/ Tags: RUBY 3 / Categories: RUBY

Enumerator and Lazy Evaluation in Ruby — Processing Large Collections Without Blowing Memory

Most Ruby developers reach for map, select, and each without thinking twice — and for small arrays, that’s totally fine. But the moment you’re working with large datasets, external files, API paginated responses, or sequences that are theoretically infinite, eager evaluation starts costing you memory you don’t have to spend. Ruby’s Enumerator and lazy evaluation give you a way to process data one element at a time, computing only what you actually need.

What Is an Enumerator?


An Enumerator is an object that wraps iteration. Instead of executing a loop immediately, it encapsulates the iteration logic so you can control when and how elements are produced. Every standard Ruby method that takes a block (each, map, select) returns an Enumerator when called without one.

Example:

enum = [1, 2, 3].each
# => #<Enumerator: [1, 2, 3]:each>

enum.next  # => 1
enum.next  # => 2
enum.next  # => 3
enum.next  # raises StopIteration

You can also build custom enumerators with Enumerator.new. The block receives a “yielder” object — call << or yield on it to push values out.

Example:

counter = Enumerator.new do |yielder|
  i = 0
  loop do
    yielder << i
    i += 1
  end
end

counter.next   # => 0
counter.next   # => 1
counter.take(5)  # => [0, 1, 2, 3, 4]

That loop do runs forever in theory, but the enumerator only executes as far as the caller pulls. That’s the key insight: the producer and consumer are decoupled.

Infinite Sequences


Infinite enumerators are genuinely useful — not just academic curiosities. The classic example is a Fibonacci sequence that never terminates:

Example:

fibonacci = Enumerator.new do |yielder|
  a, b = 0, 1
  loop do
    yielder << a
    a, b = b, a + b
  end
end

fibonacci.take(10)
# => [0, 1, 1, 2, 3, 5, 8, 13, 21, 34]

fibonacci.first(5)
# => [0, 1, 1, 2, 3]

No array is ever allocated to hold “all Fibonacci numbers.” The sequence runs as long as the caller keeps asking. This pattern is also useful for things like unique ID generators, paginated API cursors, or any sequence where the next value depends on the previous one.
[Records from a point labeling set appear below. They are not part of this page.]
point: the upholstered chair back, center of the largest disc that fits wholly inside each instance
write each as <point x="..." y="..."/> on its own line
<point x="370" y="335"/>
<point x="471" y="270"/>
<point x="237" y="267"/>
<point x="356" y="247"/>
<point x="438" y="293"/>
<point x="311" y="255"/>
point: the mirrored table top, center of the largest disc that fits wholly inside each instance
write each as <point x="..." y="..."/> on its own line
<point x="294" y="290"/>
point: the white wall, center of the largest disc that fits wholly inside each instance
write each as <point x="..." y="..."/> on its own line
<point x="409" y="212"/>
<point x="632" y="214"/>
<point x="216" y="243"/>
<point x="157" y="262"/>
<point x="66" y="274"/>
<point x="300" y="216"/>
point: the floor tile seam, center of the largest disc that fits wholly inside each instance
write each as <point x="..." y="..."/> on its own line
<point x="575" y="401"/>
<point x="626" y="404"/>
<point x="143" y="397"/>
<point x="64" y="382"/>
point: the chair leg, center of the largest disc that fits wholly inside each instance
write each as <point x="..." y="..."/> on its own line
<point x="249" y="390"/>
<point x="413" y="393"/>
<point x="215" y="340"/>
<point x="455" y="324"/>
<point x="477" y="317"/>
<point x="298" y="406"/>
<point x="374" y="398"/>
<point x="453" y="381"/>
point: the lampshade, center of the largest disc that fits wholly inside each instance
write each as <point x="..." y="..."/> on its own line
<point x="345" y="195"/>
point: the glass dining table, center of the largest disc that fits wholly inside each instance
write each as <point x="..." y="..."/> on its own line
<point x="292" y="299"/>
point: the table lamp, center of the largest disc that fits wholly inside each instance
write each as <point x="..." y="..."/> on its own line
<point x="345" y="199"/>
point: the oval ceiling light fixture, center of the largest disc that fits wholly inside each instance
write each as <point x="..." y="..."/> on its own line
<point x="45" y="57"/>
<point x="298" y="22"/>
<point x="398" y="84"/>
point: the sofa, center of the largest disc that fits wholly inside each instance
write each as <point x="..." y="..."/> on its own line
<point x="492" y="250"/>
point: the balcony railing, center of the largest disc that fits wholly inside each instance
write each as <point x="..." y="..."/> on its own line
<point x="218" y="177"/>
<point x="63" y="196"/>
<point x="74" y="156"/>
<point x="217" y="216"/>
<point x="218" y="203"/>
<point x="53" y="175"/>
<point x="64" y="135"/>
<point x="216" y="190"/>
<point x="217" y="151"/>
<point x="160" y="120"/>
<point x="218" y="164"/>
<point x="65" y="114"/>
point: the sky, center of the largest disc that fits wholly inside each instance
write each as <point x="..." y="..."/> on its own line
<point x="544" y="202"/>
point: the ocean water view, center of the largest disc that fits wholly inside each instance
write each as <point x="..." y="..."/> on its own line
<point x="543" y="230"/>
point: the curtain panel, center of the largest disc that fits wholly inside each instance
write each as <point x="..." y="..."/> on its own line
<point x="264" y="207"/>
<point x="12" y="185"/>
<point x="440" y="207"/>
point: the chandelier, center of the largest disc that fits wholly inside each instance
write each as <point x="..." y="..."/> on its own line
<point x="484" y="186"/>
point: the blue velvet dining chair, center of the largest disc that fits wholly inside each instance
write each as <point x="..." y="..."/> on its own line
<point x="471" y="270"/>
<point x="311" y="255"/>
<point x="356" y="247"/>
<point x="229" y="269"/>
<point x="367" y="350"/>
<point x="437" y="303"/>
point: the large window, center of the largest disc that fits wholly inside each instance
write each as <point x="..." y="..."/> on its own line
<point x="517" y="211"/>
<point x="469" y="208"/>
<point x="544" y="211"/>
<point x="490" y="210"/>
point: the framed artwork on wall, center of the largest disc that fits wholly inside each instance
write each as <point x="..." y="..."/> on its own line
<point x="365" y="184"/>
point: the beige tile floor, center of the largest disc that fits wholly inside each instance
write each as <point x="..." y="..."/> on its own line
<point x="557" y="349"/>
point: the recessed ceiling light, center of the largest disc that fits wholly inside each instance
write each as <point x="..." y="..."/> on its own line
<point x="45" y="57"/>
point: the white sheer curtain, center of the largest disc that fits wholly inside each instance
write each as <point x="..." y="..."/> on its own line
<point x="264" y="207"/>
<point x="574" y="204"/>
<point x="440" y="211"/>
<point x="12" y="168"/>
Lazy Enumerators — Deferring Computation


Where custom Enumerator.new gives you explicit control over production, .lazy gives you laziness on top of existing collections and chains. Calling .lazy on any enumerable returns a Enumerator::Lazy — operations chained onto it are not executed until values are consumed.

Example:

# Eager — allocates three full intermediate arrays
result = (1..Float::INFINITY)
  .select { |n| n.odd? }
  .map { |n| n ** 2 }
  .first(5)
# This would run forever — you can't map an infinite range eagerly

# Lazy — processes one element at a time, stops after 5
result = (1..Float::INFINITY)
  .lazy
  .select { |n| n.odd? }
  .map { |n| n ** 2 }
  .first(5)
# => [1, 9, 25, 49, 81]

The lazy version processes element 1, checks the predicate, applies the transform, and moves on — only doing this 5 times. The eager version would try to evaluate an infinite range before you ever get a result.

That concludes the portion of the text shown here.